DELAWARE IN A “SPRINT” TO VACCINATE
January 13, 2021
“Today we are announcing plans that we are calling a ‘sprint to vaccinate,’” said Division of Public Health Director Dr. Karyl Rattay in today’s virtual briefing on Delaware’s response to COVID19. According to DPH, the state has received a total of nearly 59,000 doses of a combination of the Pfizer and Moderna vaccines, of which almost 27,000 doses have reportedly been administered. Dr. Rattay says six weekend “drive-through” vaccination events will be hosted at DMV’s throughout the state this month to help get larger volumes of people vaccinated. “We are really eager to get all health care workers who have not yet gotten their vaccination to get vaccinated at one of these events.”
DPH also announced that vaccinations will become available over the next three weeks at a number of Rite Aid, Walgreens, Giant, Albertsons and CVS stores while DPH is planning a vaccination reservation system for Phase 1a providers. A.J. Schall, Director of Delaware’s Emergency Management Agency added that they are working to expand the current Curative testing partnership to vaccinations, with the goal of having three Curative sites across Delaware to help in the State’s efforts to increase people’s access to getting vaccinated. “This is all preparing us well for (Phase) 1b to have lots of options and opportunities for people to get vaccinated,” said Dr. Rattay. As for vaccine access and the Phase timeline moving forward, the state says DPH will notify the public when the next phase of vaccinations will be occurring through press releases, their social media, and their website at de.gov/covidvaccine.

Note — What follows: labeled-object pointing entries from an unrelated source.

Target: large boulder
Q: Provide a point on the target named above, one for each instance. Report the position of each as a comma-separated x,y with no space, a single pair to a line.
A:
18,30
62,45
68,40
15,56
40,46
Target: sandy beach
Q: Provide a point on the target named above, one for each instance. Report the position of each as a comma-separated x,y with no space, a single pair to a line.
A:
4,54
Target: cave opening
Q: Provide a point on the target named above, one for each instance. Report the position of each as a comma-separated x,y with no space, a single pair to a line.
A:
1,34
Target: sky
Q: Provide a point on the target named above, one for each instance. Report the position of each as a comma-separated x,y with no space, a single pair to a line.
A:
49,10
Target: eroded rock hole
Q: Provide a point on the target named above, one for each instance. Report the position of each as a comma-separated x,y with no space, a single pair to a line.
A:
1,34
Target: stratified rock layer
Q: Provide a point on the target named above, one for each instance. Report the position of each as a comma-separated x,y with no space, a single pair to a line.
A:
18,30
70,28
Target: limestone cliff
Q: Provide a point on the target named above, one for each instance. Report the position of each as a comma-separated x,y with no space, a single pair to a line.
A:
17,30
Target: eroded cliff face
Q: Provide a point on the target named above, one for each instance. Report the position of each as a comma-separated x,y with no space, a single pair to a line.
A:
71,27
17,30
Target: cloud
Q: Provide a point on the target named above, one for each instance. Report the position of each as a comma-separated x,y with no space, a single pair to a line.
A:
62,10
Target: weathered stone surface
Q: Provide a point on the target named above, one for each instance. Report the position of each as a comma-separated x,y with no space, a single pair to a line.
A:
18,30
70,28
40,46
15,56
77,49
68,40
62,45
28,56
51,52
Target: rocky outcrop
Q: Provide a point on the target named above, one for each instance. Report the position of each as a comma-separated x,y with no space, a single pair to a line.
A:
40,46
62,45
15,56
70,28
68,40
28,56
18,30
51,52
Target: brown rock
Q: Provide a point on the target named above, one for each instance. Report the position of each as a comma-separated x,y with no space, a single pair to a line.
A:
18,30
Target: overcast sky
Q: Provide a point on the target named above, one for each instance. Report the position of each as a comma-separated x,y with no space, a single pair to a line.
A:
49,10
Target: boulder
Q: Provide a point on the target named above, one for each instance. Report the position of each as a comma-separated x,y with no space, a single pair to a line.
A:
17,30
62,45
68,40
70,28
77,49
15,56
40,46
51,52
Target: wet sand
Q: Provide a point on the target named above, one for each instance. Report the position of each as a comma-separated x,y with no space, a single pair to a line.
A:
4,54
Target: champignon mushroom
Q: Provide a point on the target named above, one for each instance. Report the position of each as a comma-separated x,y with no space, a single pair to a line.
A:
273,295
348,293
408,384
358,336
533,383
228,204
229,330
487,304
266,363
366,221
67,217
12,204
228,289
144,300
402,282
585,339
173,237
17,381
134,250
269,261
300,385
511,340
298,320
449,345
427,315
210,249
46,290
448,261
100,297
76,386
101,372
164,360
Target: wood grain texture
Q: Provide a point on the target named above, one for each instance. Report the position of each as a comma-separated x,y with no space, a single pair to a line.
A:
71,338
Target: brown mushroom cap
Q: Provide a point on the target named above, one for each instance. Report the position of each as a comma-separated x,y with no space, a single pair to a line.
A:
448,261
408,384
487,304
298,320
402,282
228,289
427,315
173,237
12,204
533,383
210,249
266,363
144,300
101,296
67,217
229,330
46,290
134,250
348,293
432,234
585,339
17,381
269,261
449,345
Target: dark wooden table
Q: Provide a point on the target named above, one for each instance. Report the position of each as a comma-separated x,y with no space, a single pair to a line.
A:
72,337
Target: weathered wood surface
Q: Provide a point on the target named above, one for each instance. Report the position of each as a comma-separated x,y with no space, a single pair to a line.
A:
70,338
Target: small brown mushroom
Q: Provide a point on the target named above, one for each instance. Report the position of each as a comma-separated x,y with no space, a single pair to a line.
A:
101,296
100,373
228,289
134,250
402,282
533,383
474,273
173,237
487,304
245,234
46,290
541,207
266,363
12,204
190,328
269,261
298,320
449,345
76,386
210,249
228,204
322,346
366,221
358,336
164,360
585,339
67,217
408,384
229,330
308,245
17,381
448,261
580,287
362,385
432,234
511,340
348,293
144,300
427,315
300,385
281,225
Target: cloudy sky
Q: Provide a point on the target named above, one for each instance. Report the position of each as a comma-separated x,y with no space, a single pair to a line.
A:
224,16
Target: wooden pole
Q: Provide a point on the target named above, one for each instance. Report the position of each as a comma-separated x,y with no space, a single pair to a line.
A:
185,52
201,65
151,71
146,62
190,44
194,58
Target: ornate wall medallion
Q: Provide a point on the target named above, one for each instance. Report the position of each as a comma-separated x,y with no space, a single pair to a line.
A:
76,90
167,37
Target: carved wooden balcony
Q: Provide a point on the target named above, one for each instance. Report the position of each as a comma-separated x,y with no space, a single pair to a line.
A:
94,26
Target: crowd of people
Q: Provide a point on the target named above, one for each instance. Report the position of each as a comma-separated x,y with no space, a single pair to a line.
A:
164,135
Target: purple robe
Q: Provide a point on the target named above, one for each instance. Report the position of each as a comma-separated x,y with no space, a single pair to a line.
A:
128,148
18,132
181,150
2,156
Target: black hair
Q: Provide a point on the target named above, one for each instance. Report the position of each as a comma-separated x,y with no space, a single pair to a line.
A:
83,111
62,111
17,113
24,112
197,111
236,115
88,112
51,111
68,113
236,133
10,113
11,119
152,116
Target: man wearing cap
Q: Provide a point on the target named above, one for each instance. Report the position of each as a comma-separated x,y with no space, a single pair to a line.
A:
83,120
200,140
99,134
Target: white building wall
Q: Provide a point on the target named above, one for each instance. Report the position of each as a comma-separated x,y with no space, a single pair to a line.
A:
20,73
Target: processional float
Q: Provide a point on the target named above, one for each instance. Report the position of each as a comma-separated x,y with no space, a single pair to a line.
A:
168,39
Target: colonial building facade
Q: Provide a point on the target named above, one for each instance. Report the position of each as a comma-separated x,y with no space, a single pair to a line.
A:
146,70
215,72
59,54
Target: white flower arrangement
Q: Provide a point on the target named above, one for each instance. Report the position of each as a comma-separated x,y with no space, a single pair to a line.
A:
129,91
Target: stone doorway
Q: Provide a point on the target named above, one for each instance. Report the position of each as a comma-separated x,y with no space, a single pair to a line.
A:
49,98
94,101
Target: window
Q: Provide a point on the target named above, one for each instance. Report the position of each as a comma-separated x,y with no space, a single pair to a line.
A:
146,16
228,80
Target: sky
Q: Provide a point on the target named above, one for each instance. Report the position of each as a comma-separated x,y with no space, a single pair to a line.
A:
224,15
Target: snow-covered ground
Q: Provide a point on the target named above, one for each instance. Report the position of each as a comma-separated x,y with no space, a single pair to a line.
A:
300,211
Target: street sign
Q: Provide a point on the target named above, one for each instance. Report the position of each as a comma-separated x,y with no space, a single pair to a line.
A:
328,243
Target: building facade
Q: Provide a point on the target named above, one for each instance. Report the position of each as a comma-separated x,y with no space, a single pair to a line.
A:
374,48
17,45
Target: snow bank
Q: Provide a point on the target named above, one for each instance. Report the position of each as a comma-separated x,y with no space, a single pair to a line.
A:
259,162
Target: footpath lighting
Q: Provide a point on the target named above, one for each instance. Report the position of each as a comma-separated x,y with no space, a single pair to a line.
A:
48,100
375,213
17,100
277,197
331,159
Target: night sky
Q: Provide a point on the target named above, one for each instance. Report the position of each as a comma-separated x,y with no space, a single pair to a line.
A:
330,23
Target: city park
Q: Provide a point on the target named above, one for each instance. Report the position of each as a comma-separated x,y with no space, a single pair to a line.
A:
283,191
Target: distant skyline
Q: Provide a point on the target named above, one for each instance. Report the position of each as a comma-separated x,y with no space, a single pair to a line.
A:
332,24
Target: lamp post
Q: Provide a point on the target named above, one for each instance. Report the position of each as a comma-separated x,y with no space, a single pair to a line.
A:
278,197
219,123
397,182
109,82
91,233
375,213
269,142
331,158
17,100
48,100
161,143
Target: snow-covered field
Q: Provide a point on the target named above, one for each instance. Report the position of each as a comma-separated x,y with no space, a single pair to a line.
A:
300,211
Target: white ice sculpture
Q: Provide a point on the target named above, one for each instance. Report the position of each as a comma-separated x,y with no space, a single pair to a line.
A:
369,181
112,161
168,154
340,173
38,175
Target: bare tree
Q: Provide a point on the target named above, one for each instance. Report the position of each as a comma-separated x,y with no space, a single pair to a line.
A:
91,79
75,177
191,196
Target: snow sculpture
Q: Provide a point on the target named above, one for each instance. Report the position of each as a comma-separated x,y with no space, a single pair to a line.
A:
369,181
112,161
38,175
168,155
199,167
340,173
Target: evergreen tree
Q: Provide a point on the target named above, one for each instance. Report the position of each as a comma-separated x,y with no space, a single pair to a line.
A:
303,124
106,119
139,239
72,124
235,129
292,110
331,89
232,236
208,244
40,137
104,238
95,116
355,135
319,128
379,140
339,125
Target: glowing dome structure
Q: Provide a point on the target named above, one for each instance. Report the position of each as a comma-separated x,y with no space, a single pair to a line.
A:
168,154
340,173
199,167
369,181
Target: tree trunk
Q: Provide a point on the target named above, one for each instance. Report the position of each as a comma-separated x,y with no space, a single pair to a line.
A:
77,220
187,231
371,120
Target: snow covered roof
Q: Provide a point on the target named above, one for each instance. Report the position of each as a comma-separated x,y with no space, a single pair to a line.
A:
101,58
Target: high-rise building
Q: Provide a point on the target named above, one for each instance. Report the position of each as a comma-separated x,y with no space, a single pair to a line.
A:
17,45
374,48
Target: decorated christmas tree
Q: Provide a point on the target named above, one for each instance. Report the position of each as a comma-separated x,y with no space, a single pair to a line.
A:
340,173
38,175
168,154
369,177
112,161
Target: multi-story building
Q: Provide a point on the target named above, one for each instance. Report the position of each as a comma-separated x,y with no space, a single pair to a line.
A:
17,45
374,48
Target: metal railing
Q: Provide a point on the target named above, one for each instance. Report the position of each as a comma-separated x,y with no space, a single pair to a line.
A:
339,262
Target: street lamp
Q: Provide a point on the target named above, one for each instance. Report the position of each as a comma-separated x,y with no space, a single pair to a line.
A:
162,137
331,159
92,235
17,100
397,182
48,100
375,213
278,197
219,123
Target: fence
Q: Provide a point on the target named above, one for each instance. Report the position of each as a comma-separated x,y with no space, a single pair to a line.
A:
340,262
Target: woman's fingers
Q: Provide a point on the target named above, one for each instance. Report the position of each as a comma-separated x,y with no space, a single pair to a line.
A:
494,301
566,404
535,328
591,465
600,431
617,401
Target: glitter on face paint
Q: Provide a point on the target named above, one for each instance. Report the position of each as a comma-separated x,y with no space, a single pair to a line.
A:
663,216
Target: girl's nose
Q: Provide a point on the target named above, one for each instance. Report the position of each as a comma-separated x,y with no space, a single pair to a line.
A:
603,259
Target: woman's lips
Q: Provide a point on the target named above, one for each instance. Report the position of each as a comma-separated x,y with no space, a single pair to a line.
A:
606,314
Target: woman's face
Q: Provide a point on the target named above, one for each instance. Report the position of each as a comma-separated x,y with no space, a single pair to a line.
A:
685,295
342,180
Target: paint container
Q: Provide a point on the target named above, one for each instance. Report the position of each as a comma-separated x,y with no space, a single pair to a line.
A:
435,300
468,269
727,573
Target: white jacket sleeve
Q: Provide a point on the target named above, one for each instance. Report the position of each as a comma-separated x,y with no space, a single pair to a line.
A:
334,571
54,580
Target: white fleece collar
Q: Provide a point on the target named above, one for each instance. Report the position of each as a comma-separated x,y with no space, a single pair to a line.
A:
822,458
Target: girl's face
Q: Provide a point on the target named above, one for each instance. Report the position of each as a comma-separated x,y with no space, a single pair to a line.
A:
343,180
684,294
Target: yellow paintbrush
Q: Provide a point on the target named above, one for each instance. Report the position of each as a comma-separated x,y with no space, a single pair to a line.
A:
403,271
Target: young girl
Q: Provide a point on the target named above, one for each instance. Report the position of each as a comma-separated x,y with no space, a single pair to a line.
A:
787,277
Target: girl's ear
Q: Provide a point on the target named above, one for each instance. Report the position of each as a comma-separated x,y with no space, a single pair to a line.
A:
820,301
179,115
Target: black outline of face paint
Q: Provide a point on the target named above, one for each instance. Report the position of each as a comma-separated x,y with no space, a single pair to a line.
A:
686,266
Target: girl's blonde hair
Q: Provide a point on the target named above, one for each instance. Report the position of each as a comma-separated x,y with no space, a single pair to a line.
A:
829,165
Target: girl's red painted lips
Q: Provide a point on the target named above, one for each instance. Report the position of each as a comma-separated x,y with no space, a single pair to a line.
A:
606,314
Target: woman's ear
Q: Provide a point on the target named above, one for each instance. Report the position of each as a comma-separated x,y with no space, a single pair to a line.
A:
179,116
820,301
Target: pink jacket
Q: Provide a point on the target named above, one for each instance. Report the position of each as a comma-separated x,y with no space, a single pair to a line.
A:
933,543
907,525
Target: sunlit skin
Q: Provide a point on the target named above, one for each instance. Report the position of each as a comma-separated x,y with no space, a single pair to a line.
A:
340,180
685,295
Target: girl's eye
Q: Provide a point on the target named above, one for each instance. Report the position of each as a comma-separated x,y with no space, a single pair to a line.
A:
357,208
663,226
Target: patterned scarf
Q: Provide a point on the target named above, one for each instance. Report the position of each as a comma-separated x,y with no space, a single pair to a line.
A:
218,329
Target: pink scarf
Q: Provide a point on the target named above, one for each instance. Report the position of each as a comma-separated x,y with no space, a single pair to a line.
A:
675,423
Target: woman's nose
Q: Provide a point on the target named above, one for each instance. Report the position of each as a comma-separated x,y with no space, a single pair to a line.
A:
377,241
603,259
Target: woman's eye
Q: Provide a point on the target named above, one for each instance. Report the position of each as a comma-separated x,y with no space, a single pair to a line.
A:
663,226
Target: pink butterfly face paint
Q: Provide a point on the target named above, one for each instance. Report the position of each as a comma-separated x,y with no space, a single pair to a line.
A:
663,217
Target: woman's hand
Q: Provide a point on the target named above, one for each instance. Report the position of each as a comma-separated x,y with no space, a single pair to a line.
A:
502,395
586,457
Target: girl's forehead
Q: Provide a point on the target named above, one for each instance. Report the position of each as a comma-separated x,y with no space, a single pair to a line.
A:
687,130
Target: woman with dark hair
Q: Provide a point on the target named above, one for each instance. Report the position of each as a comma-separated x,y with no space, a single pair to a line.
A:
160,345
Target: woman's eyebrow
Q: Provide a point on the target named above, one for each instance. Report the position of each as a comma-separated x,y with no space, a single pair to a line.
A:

According to DPH, the total number of reported positive cases of COVID19 is now over 66,000 with nearly 1,000 total lives lost. There are reportedly 473 people currently hospitalized in the state of Delaware due to COVID19, an all-time high since the start of the pandemic in March of 2020. “As much as we’re hitting the high water mark right now for COVID patients, we see the hospitals managing their other capacity to really meet the demand of the COVID patients,” said Schall. “It’s a good and bad situation. It means they’re managing what they need to with the COVID patients, but it also unfortunately probably means there’s other people with delayed care.”